Sunday, May 31, 2015

Vaccines: A first world problem?

In the United States, whether or not to give your child vaccines has become a controversial issue.  As a result of parents choosing not to vaccinate their children, diseases that had been previously unheard of in modern times like measles and pertussis (whooping cough) are making a comeback.


Here in Nicaragua, the government does a widespread campaign a few times a year, sending health care workers out to homes to vaccinate kids that have not made it into a clinic to get their vaccinations.  Parents pull out vaccination cards and happily hold their kids while health workers administer vaccines.  Unfortunately, Nicaragua is poor and cannot do as wide a spectrum of vaccines as is offered in the States.

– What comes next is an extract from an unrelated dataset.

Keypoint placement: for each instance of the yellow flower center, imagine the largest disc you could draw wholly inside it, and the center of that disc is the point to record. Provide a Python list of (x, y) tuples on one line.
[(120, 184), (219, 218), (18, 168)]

Hepatitis A and B vaccines are only provided through private care physicians and are expensive, even though Hepatitis A and E are among the highest infectious diseases here in Nicaragua.   All versions of hepatitis damage the liver.

Photo: Greg Goodman
Nicaragua has the highest mortality rate of any western hemisphere country due to cervical cancer caused by the human papillomavirus…again vaccines are available, but only through private care.
Nicaraguans, especially poor Nicaraguans, would love to have access to all vaccines but they only have free access to basic ones: polio, tetanus, pertussis, measles, and TB for infants.

In the States, these basic diseases are creeping into society again…mostly because people are afraid of autism.   The study linking vaccines to autism has been debunked again and again.  In one recent study, children who had older siblings with had autism
were given vaccines and still the autism rate did not change.

It seems that choosing not to have vaccines is a first world problem…one that we in the developing countries cannot for the life of us wrap our heads around.